Question

Although Earth's atmosphere is stratified, there is still exchange of air between, for example, troposphere and stratosphere. In the following, consider only the stratosphere and the troposphere. The lifetime of air in the stratosphere is 1.72 years. Determine the lifetime of air in the troposphere in years. Assume that the troposphere extends to 15.0 km in height and that the stratosphere extends from 15.0 km to 50.0 km.

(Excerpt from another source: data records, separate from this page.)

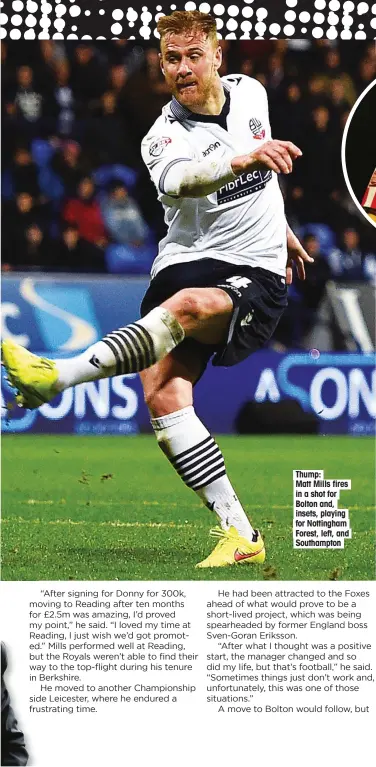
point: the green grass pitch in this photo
(112, 508)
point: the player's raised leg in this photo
(129, 349)
(196, 457)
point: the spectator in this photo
(74, 254)
(28, 100)
(70, 166)
(123, 218)
(64, 99)
(346, 262)
(84, 211)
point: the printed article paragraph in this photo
(227, 647)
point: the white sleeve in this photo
(177, 173)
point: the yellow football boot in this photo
(35, 378)
(233, 549)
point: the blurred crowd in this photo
(76, 196)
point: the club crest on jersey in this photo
(256, 128)
(157, 147)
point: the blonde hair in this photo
(183, 22)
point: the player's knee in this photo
(194, 306)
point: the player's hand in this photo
(277, 155)
(297, 255)
(274, 155)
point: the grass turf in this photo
(112, 508)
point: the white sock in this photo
(198, 460)
(126, 350)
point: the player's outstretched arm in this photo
(274, 154)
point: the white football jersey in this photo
(244, 221)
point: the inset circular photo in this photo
(359, 153)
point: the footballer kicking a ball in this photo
(218, 283)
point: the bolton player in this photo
(218, 283)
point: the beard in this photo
(194, 96)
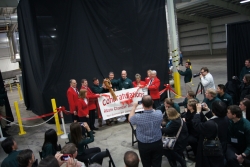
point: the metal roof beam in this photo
(193, 18)
(230, 6)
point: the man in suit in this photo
(238, 137)
(98, 88)
(124, 83)
(153, 87)
(72, 95)
(92, 103)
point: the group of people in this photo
(83, 104)
(73, 154)
(217, 117)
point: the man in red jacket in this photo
(72, 95)
(153, 87)
(91, 105)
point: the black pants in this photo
(88, 153)
(92, 119)
(193, 142)
(174, 156)
(150, 153)
(156, 103)
(231, 157)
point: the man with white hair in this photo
(153, 87)
(124, 83)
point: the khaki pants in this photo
(3, 113)
(188, 86)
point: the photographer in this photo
(207, 79)
(187, 76)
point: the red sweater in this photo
(83, 109)
(142, 83)
(92, 98)
(154, 88)
(72, 99)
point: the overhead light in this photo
(245, 1)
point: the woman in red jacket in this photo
(138, 82)
(83, 110)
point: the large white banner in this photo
(111, 108)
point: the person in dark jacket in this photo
(245, 70)
(187, 76)
(211, 96)
(226, 98)
(190, 95)
(238, 136)
(244, 87)
(50, 146)
(245, 108)
(208, 130)
(75, 136)
(193, 135)
(171, 130)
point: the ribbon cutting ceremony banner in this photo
(124, 103)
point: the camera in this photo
(65, 157)
(196, 75)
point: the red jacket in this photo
(92, 98)
(154, 88)
(142, 83)
(72, 99)
(147, 80)
(83, 109)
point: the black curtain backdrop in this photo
(238, 47)
(65, 39)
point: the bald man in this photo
(124, 83)
(72, 95)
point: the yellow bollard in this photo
(22, 132)
(10, 87)
(191, 69)
(19, 92)
(58, 127)
(177, 84)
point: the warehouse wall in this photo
(194, 37)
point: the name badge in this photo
(234, 140)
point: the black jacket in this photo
(171, 131)
(208, 130)
(189, 117)
(244, 90)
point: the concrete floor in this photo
(116, 138)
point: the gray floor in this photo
(116, 138)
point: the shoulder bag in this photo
(169, 142)
(212, 147)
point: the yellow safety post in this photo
(191, 69)
(22, 132)
(58, 127)
(177, 84)
(19, 92)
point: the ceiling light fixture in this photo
(245, 1)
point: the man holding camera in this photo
(207, 79)
(187, 76)
(148, 132)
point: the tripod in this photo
(201, 89)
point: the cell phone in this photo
(65, 157)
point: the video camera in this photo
(196, 75)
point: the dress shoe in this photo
(94, 128)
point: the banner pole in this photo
(22, 132)
(58, 128)
(64, 136)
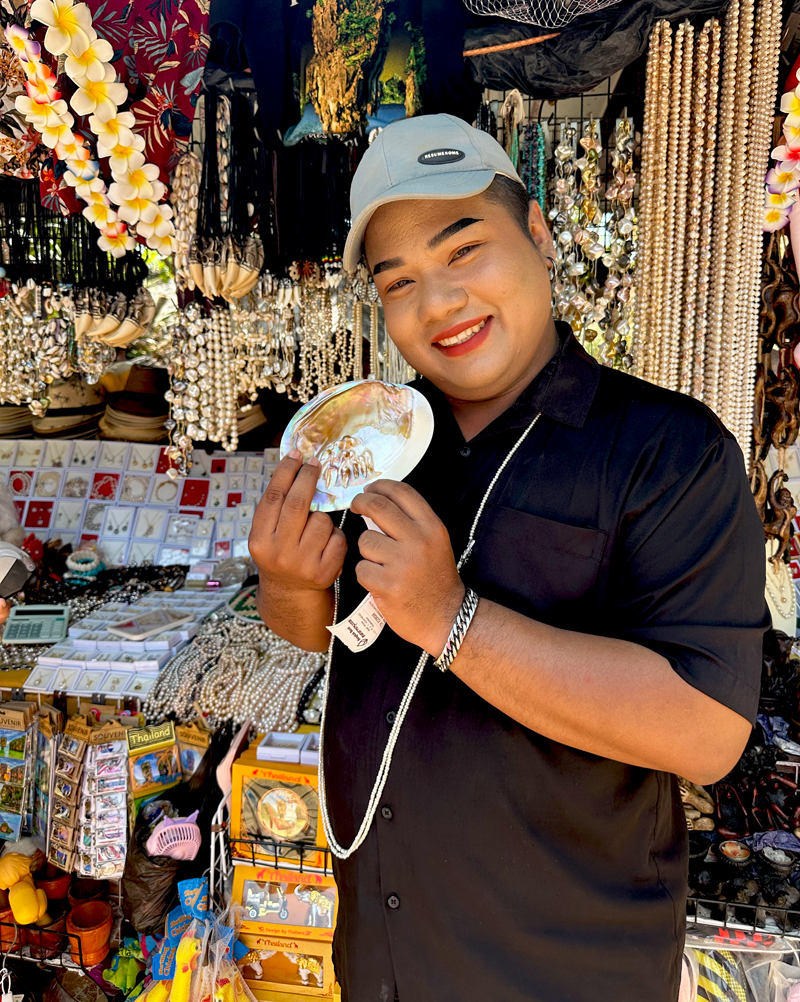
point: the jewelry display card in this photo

The molar mass of air is 28.96 g/mol. Assume a temperature of 15.0 °C.

Answer 1

Pressure = force/area

force = mass x acceleration due to gravity = m g

Acceleration due to gravity, g = 9.18 m/s²

Area of earth = 4r²

radius of earth, r = 6371 x 10³ m

As acceleration due to gravity and area is constant for troposphere and stratosphere.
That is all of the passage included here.